Babel Fiche
Launched in March 2011, Babel Fiche is a web-based film production commissioned by Film and Video Umbrella, with support from MIRIAD, North West Film Archive at Manchester Metropolitan University, and Castlefield Gallery, Manchester.
Babel Fiche adopts a new position in contemporary artist’s film and photography by using microfilm to critically question our accelerating archival urge to produce, collect and remix visual media. It questions the potential function and value of analogue images in a post-digital information Dark Age. By portraying an imaginary media for future researchers, Babel Fiche highlights the inevitability of environmental or political impact on survival of our archive. Two theoretical contexts frame the inquiry: media archaeology, typified by Zielinski and Kittler, traces cultural technologies to reveal our universal desire to generate, organise and communicate knowledge through deep time. Flusser's philosophy of photography foregrounds 'technical images' as increasingly structuring scopic regimes eclipsing writing as our primary social means of remembering and speaking.

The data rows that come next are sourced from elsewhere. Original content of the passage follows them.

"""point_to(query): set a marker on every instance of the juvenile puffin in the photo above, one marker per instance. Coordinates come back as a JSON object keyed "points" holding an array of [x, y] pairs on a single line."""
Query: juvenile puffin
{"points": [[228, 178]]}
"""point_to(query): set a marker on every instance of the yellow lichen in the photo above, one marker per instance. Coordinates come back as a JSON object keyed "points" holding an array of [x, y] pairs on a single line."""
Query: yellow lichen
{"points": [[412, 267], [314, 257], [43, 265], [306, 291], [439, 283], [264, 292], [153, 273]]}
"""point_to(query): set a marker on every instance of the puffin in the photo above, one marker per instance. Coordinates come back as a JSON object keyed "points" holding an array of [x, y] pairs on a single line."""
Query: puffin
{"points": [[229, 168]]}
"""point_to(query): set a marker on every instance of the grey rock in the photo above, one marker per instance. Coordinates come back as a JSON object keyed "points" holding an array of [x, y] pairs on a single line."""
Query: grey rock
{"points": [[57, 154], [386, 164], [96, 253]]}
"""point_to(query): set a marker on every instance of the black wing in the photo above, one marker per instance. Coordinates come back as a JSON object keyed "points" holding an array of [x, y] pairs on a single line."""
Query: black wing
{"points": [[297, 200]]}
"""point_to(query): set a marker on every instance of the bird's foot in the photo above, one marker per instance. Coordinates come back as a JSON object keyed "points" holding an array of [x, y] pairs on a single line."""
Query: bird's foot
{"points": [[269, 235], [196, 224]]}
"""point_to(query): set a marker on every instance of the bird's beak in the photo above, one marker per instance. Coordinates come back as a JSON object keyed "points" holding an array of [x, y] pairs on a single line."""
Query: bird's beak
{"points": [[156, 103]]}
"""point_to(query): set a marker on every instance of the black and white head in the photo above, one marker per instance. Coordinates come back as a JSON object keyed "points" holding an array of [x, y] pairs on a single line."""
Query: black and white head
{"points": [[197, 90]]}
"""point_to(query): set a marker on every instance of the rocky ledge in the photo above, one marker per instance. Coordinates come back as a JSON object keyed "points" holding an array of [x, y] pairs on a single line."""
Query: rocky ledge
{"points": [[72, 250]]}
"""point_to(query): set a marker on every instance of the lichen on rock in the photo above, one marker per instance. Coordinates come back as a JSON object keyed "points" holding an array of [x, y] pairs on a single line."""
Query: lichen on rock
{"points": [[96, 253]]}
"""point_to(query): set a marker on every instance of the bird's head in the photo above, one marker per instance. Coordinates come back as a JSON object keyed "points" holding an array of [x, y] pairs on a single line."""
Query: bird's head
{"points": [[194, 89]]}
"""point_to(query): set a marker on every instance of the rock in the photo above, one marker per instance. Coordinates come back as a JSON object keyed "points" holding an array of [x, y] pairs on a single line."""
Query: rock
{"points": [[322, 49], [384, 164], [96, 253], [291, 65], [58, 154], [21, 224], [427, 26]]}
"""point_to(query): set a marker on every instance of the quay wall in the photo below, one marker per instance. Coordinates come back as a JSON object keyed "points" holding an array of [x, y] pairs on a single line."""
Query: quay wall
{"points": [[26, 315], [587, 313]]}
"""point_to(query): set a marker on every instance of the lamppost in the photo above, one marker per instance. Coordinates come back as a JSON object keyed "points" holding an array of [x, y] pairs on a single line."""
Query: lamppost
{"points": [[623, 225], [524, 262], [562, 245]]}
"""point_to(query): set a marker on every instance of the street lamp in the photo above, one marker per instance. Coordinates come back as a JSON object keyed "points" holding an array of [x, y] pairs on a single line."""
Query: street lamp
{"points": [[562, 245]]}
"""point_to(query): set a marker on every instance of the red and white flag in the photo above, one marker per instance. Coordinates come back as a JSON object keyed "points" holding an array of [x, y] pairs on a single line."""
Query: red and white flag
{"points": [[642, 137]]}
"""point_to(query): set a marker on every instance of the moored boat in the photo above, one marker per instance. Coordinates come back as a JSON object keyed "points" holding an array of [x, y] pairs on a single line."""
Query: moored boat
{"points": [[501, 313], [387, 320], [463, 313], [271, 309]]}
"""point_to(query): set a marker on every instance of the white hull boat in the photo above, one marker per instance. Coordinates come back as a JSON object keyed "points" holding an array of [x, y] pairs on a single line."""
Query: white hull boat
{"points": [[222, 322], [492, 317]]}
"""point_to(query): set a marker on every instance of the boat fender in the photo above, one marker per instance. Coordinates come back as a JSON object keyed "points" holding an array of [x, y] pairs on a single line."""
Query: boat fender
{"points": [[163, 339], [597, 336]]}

I initially reviewed the history of microfilm as archaic technology of hyper-compressed storage and communication. Applying Web 2.0 logic to the material and cultural contexts of microfilm, further multifaceted methods were rooted in notions of participation and translation, aiming to decentre my personal authorship in favour of a collective voice. Video fragments were internationally crowd-sourced using social media, and their individual frames compressed onto microfiche – a photographic medium capable of lasting 500 years. I invited a poet and a philosopher of religion to write voiceovers in response to this image catalogue from a fictional future viewpoint. In reply to their dialogue, I invented a new stop-motion technique to re-animate the fiches, suggesting an immediate, cognitive and fluid navigation as post-human observers carry out a historical 'reading' of our contemporary behaviours. Actors and film crew then located the characters in a near-future setting, and a film editor and composer further remixed the production materials. The installation includes a film projection and three microfiche readers, through which gallery visitors investigate the Babel Fiche image catalogue in gestures mimicking those of the on-screen fictional researchers.

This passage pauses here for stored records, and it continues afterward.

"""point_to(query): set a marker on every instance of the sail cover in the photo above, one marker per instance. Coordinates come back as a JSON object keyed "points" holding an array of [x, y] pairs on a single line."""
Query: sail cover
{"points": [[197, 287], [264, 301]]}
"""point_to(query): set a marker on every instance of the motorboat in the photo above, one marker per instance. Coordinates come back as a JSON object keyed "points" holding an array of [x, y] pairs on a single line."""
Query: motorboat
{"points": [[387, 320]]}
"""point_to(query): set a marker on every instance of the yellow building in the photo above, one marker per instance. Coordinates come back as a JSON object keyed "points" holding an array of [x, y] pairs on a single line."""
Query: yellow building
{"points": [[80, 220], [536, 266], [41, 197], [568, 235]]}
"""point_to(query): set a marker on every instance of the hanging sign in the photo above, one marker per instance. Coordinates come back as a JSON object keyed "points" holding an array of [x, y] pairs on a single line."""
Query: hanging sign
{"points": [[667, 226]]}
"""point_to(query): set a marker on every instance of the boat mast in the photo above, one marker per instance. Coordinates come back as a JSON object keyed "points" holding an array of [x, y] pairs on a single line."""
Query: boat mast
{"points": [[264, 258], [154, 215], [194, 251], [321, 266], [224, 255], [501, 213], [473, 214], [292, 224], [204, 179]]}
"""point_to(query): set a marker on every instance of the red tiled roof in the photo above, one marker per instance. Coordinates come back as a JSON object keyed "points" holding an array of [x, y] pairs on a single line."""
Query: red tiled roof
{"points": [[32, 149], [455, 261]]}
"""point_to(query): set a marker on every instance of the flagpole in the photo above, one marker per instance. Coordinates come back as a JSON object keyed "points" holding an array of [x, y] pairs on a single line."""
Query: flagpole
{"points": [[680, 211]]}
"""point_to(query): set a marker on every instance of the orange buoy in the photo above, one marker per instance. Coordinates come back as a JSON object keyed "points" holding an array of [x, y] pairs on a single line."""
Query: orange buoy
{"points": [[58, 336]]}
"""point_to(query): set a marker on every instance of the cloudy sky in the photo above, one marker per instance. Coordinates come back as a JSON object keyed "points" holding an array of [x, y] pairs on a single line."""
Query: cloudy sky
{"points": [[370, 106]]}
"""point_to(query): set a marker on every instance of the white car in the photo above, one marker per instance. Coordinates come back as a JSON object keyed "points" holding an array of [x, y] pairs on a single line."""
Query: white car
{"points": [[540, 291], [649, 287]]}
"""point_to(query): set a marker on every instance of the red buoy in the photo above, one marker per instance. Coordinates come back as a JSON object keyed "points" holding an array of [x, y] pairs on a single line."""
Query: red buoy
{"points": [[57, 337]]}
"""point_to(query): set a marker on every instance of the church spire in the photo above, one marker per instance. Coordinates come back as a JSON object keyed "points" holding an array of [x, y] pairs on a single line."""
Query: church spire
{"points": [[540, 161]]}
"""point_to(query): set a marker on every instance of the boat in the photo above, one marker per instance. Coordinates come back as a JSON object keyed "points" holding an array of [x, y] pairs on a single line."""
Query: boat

Babel Fiche generated a unique web and microfiche print archive, an installation exhibited at leading UK galleries and overseas, an Art Monthly review, two international conference presentations, panel discussions, and invited essays by experts in Flusser and archival translation in artist's film practice. Together the outputs question the future survival and value of photographic images, and critically re-imagine redundant microfilm as a sustainable media for translating knowledge into a future age.
Other contributors include pioneering musician/composer Graham Massey, poet Gaia Holmes and philosopher Dr Stefan Skrimshire (Leeds University). As essay 'Unwritten History' by Dr Nancy Roth (Falmouth University) analyses Babel Fiche's themes of photography and history from a Flusserian perspective.